MM: My culture is my culture and it’s as simple as that. I could translate my work, but the depth won’t come through, like on a spiritual level – that just can’t be translated. It’s not really a stance on English or colonialism really, but more like standing for my culture and my children, and my grandchildren to know my language and to think and dream in it.
🔹Singaporean people don’t want to learn their mother tongue because it’s not “cool”. Lee Kuan Yew cancelled dialect programming despite encouraging bilingual education. What are your feelings on this?🔹
MM: Reparations are a difficult thing to do because there is no repairing lost languages. In terms of working towards maintaining and revitalising at risk languages, not fighting against these bilingual schools and supporting them, and creating these spaces for them to flourish is important. It’s also important to get the right people working in these communities, people who actually care and are not doing it for a paycheck, or who will be there only for a year and then leave and be done with it. It’s just a matter of people coming in and working together and supporting these school programmes and the 1st language programmes. Making funding easier to get helps too.
🔹This is not about the loss of knowledge, but of local languages – is there any hope that local knowledge can be recuperated to assist them in becoming living languages again? Also the younger generation are evolving with their own visual languages through gifs and emojis, how do you see the language you identify with evolving with this? And lastly, in regards to the creation of Creoles, what is your experience of them because they often have a bad rap for being seen as ‘improper’.🔹
FN: Well all languages are creoles basically. English is Latin and French, etc. But language has to be organic. I don’t want to see a museumisation of languages. Our knowledge ecosystems are dying! It’s no different to the 19th century because companies are wiping out radical views that can help us understand everything, by capitalism with English. It’s peanuts for them to invest millions and open a school, but it’s nothing because they take that in on an hourly basis. How is preservation different from reservation? It’s museumisation. How can we make these languages alive? Singlish is organic because it’s alive, because people use it. The point is to get it used because if you don’t it dies. We live through language. You sit on a chair because it’s a concept, otherwise it’s just a thing. No amount of money will keep that language alive. It will be in a museum like an object.

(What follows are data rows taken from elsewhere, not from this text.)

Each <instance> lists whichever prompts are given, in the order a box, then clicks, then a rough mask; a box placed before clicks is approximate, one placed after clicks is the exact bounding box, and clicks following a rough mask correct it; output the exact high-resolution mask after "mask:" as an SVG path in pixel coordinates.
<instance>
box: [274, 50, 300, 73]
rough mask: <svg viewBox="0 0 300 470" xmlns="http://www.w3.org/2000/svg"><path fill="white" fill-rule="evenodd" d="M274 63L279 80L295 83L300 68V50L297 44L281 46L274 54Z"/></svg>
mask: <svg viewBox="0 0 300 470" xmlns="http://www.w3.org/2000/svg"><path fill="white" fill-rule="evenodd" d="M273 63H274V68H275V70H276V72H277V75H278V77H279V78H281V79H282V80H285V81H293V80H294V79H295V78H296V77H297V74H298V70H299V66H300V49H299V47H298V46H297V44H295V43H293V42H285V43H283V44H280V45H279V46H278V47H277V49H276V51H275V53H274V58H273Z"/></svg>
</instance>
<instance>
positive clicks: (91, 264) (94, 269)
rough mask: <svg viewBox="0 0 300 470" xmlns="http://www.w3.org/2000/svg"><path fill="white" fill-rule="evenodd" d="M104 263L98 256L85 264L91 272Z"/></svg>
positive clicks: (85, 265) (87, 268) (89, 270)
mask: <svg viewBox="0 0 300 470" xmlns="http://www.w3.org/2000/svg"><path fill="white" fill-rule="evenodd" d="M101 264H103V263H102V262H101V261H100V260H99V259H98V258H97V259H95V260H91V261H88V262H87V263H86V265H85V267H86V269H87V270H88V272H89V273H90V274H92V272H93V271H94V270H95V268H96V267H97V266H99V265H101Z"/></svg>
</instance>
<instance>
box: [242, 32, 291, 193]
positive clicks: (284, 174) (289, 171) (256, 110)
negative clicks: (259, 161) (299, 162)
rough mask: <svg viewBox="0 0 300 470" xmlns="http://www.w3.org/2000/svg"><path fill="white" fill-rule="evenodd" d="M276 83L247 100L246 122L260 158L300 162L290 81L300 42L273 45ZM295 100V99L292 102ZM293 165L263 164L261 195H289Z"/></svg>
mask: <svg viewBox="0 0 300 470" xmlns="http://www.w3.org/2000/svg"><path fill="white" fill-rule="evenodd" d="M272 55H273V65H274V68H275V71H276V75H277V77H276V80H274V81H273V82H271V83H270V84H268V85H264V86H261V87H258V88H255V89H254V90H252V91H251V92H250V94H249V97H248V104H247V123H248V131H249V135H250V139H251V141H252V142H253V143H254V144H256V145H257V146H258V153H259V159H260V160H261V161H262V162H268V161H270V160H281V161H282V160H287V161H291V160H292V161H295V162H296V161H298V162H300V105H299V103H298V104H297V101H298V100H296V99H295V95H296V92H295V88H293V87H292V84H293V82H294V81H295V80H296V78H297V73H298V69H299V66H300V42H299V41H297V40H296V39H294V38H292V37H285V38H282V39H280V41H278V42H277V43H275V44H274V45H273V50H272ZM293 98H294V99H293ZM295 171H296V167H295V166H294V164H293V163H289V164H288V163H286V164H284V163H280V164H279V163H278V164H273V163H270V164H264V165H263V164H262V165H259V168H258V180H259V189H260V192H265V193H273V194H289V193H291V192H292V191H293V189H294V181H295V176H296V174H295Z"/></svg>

WR: In Ojibwe you hear a lot of English words, like there’s no word for mall. I would listen for the English words with my grandparents and get the gist of what they were saying. Adapting languages help keep them alive. We do pick and choose the words we need to keep our languages alive.
MM: Many languages in Australia are Creoles. The younger generations of kids who speak my language are translating English sentences, so although the grammar doesn’t make sense, it’s fun, it’s experimentation. It’s evolving and will change over time but it’s good to maintain the basics. That there’s still a backbone, something there that still remains. If need be, we can change things but at least it’s still authentic in itself and something that’s been carried on and continued.. With regards to the youth, I think that speaking it and using it helps. I try to perform in my language so the younger generation can hear it being used. There’s this rapper called Baker Boy, who has a big following and it’s so positive because he’s showing the world that we can speak our language in more than just a traditional setting. We can incorporate all these things in maintaining our language.